Investigations of Phase-Aware Source Code
What does it look like when phase-awareness is exposed in the programming model?
Recent changes in OpenJDK’s Project CRaC have enabled new ways to express phase-aware applications. Source code can now reflect different phases and can offer new ways to group computation to make clear when operations occur.
Execution Models
A typical application runs continuously from start to end. Though there may be phases within the program, even beyond the typical startup / warmup / steady-state model, they aren’t expressed in the source code. Execution looks like a straight line.
Now, CRIU investigations such as OpenJDK’s Project CRaC and Eclipse OpenJ9’s CRIU Support project - and really all efforts to use CRIU with Java - have split that single execution into two parts: pre-checkpoint and post-restore.
With this model, the user tries to pick a “good” point in the execution to take the checkpoint that’s late enough that sufficient initialization has occurred but early enough that not too many things will need to be fixed up. Picking the right point is still more an art than a science. And regardless of the chosen point, there’s no avoiding the need for some kind of “lifecycle api” to apply those required fixups.
Despite the challenges, the benefits to startup are large. A slow-to-start app becomes much faster when restoring from a pre-initialized state. Especially when, as the image shows, multiple instances can share a single initialization by restoring from a common checkpoint.
This has been the state of the art with CRIU investigations for some time. So what’s
new now? A recent pull request
landed in the CRaC repository that allows selecting a new main(String[] args)
method
with new application arguments to be executed when restoring a checkpoint.
In the previous example, the application calls jdk.crac.Core.checkpointRestore()
to create the checkpoint and on restore, execution would resume as though returning
from that method call. In this new model, execution continues as though the
checkpointRestore()
call was immediately followed by a call to the newly supplied
main class’s main(String[] args)
method with the new arguments.
Source code can now reflect the different phases by giving them different entry points into the application. This image shows an application with two explicit phases: an initializer phase and a runtime phase. Each phase gets its own set of application arguments.

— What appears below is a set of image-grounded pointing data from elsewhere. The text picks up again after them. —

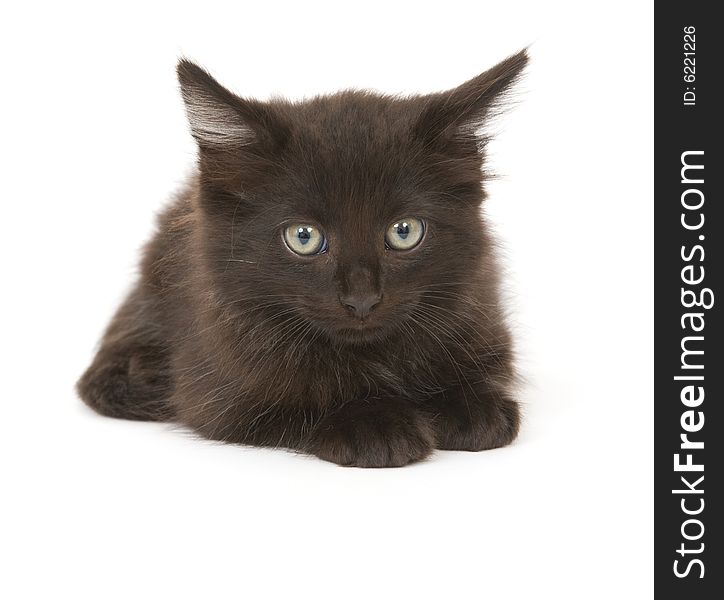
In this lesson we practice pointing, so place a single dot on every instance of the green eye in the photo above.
(405, 234)
(305, 239)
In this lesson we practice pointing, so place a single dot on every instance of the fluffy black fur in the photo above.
(360, 354)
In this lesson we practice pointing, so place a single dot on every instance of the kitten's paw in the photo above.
(485, 426)
(376, 433)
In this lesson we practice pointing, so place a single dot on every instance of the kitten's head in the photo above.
(344, 213)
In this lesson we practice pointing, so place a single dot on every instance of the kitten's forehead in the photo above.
(354, 154)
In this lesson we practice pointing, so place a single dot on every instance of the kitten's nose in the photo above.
(361, 305)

The initializer phase can focus on setting up the application, reading any common configuration, and explicitly initializing classes and fields early that would otherwise be lazily initialized in a non-checkpoint run.
The runtime phase can now assume that most of the configuration is done while still being passed application-specific arguments. These arguments can help specialize the restored application for the specific deployment.
With this latest change to the CRaC project, it is now possible to define a common initializer base that is shared across multiple, different deployments. This common base might initialize the set of libraries common across several microservices, read some company-mandated configuration related to logging or APM services, and initialize shared state allowing each target deployment to start faster, without needing to intermix the common and service-specific code.
Another phase-aware model injects a “Reinitializer” application into the restore process before continuing to run the original application. The ReInitializerPhase image shows how to use the new class and arguments to reinitialize, or tune, the restored checkpoint for the specific deployment environment.
A use case for this approach would be deploying the same checkpoint across multiple clouds and having a cloud-specific initializer class that runs on restore to tune to the deployment environment. This allows separating AWS-specific logic from Azure or GCP or IBM Cloud-specific logic while still benefiting from the faster startup provided by the checkpoint.
An OpenJ9 example: Security Providers
The OpenJ9 project recognized an issue with Security Providers persisting too much state across the checkpoint/restore.
Their solution? Recognize the pre-checkpoint / post-restore phases need a different
set of providers and use the J9InternalCheckpointHookAPI
(aka the Lifecycle api)
to expose different providers in each phase. This is the “reinitializer” pattern
with a different implementation. See the
Add CRIU security hooks
PR for all the details.
Native Java
Does the same technique work for native Java approaches? Probably. To really be sure, we’d need to try to implement it. But there’s nothing in the model that makes me think it wouldn’t work.
For Native Java, with its closed-world approach and AOT compilation, both the
RuntimeEntryPoint
and BuildTimeInitializer
, as well as all classes required by both,
would need to be available at build time to create the executable.
The BuildTimeInitializer
would be responsible for executing initialization
code, building any singleton objects that can be pre-constructed, reading config
files that don’t depend on runtime values, etc. This would factor the build
time initialization into one entry point.
The RuntimeEntryPoint
would provide the main(String[] args)
method that would
be invoked at runtime. It would avoid many initialization costs as the previous
phase would have handled those for it.
This starts to make explicit the build time vs runtime initialization that’s been a challenge for Native Java approaches. It doesn’t fully solve the problem but starts to show different options are possible.
Key Takeaway
Expressing the phases directly in the source code exposes new ways of structuring applications so developers, and the runtime, can take better advantage of that awareness.